Cook for 3–5 minutes per side until deeply crisp. If the steak resists lifting, let it cook longer. Remove to a plate and hold warm in a 350°F oven if needed.
Add 8 heaping tablespoons of the dredge flour to the skillet and cook for 2 minutes, stirring constantly.
Slowly add 4 cups milk, increase heat to medium-high, and stir as the gravy comes to a gentle boil, about 7 minutes.
Simmer until the gravy thickens enough to coat a spoon.
Serve hot with mashed potatoes and plenty of gravy.
Notes
Don’t rush the crust. Cube steak gets its texture from contrast: crisp exterior, tender interior. If it’s sticking, it’s not ready. Let the pan do its job before you intervene.
Medium heat beats high heat. Too hot and the flour burns before the meat crisps. Medium, steady heat gives you golden edges and clean pan drippings for gravy.
Use the dredge flour strategically. Pull flour directly from your dredge for the gravy—those seasonings matter. Plain flour makes flat gravy. Seasoned flour makes gravy that tastes finished.
Stir the gravy constantly at first, then slow down. Once it thickens and bubbles, you can relax. Early neglect = lumpy regret.

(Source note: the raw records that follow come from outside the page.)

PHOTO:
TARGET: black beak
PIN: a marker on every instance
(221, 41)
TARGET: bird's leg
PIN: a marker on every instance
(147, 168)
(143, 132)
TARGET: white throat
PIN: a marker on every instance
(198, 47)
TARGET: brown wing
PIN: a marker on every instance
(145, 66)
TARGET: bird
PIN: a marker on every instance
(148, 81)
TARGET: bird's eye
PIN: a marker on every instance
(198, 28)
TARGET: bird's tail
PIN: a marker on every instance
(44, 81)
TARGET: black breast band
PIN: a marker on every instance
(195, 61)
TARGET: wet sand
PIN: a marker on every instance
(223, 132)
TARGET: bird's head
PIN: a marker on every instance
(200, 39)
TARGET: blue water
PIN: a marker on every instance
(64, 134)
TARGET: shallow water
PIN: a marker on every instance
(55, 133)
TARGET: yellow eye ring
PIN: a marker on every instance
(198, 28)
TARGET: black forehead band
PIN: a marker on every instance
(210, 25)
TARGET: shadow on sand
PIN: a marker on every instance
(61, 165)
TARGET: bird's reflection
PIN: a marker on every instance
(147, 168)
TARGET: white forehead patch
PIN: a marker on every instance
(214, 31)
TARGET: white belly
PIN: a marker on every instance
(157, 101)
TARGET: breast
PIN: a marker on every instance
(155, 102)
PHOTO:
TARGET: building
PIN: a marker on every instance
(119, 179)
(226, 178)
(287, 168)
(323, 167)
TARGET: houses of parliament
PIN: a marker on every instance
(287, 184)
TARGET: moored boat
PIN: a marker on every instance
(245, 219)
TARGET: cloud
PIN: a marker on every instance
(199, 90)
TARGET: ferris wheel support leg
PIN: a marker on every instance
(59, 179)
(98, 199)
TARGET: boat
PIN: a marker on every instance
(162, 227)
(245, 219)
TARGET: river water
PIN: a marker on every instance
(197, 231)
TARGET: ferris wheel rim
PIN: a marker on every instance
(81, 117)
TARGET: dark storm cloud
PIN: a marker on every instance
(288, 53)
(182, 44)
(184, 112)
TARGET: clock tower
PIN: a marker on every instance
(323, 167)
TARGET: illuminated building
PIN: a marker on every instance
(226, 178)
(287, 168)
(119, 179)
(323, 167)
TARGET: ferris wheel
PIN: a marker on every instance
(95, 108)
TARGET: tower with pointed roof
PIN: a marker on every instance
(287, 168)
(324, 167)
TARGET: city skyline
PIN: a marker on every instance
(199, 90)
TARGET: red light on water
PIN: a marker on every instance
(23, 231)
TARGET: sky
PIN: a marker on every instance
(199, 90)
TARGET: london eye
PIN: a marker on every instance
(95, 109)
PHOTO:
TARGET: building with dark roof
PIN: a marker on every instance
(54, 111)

Season at the end. Always. Between the dredge and the pan drippings, your gravy already has opinions. Taste before adding salt.
Store steak and gravy separately. Store leftover cube steak and gravy in separate airtight containers in the refrigerator for up to 3 days. Keeping them apart preserves both texture and flavor.
Reheat gently to avoid drying out. Cube steak reheats best with care. In a pinch, microwave it by cutting the steak into bite-sized pieces so it heats quickly and evenly. Warm it until just shy of hot, then spoon the gravy over top and microwave for one more minute until the gravy is heated through.
8. Oven reheating gives the best texture. If you have the time, reheat the steak in a 350°F convection oven for about 10 minutes. Add the gravy and return it to the oven for another 5 minutes to warm everything through without sacrificing tenderness.